Gli avanzi, leftovers, also the backbone of traditional peasant cooking. Leftover bones make broth. Leftover bread makes hearty Tuscan soups. Leftover ragu fills stuffed vegetables or arancini, for example. Leftover risotto the same. Even leftover roast beef, bollito (boiled meat) or crumbed cotoletta alla milanese can make the most delicious meal of braciole rifatte, while leftover chicken alla cacciatora becomes pollo scappato (that would be the tomato sauce, flavoured by the chicken, but minus the chicken). Big batches of seasonal fruit or vegetables that are homegrown or the cheapest produce at the market mean you could be eating the same thing for days – so a little reinvention goes a long way, even for a peasant.

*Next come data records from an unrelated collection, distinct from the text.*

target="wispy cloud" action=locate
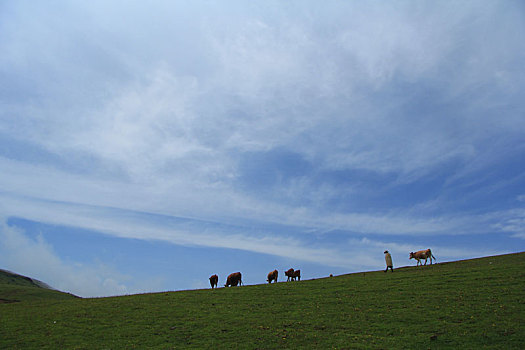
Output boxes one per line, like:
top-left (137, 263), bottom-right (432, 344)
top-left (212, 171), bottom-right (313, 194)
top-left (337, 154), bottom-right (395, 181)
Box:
top-left (1, 188), bottom-right (520, 263)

Not every dish however produces good leftovers – leftover pasta, for example, often goes to waste. It’s just no good reheated unless it’s a baked pasta dish such as lasagne. But there is one rather clever way to use leftover pasta, so good, in fact, that you may want to prepare a fresh pot of pasta just as an excuse to make this dish! It’s a frittata, which is in itself one of the best dishes for using up things you have on hand (but with respect to the frittata, not everything always goes well in a frittata, more is less I say).
A handful of eggs, a handful of freshly grated Parmesan cheese, leftover spaghetti and some fresh herbs and you have yourself the perfect one-pan meal in under ten minutes. It can be eaten warm or cold and sliced into wedges or even made into individual portions in a muffin tray and baked, and is just as good as a portable picnic dish as an antipasto. What more could you ask for from some leftovers?
Frittata di spaghetti
Makes 1 pan sized frittata – enough for a simple lunch for two, perhaps with a salad, or as part of an antipasto for 4-6.
- 4-5 eggs
- A very generous handful of freshly grated Parmesan cheese
- Salt and pepper to taste
- 1 portion of pasta al pomodoro (about 80 grams of dried pasta, cooked and tossed in a tomato sauce)
- extra virgin olive oil
- Fresh herbs such as parsley, basil or oregano
Beat together the eggs and cheese until creamy. Season with salt and plenty of cracked pepper. Oil an ovenproof frying pan generously with extra virgin olive oil and place over a low flame. Arrange your spaghetti over the entire pan to cover it evenly. Allow to cook for 1 minute before pouring over the eggs – try to cover the pan evenly. Cook over low-medium heat until eggs begin to set, then transfer the pan to a grill to cook the top until golden. Serve warm or cold with freshly chopped herbs and for the carb-lovers, some crusty bread.
- This is nice with any long pasta, in fact in the photos I’ve used linguine instead of spaghetti. And naturally you can use pasta dressed in any sauce, really – pesto, amatriciana (guanciale and pecorino cheese are added to tomato sauce) or carbonara would all be fantastic.
- The amount of eggs you’ll need really depends on how much pasta you use, how large your eggs are and how thick you want your frittata. Go with your instincts and your preferences.
- If you’re making this for a picnic and you want it to be more manageable for eating with hands add an extra egg to cover the pasta.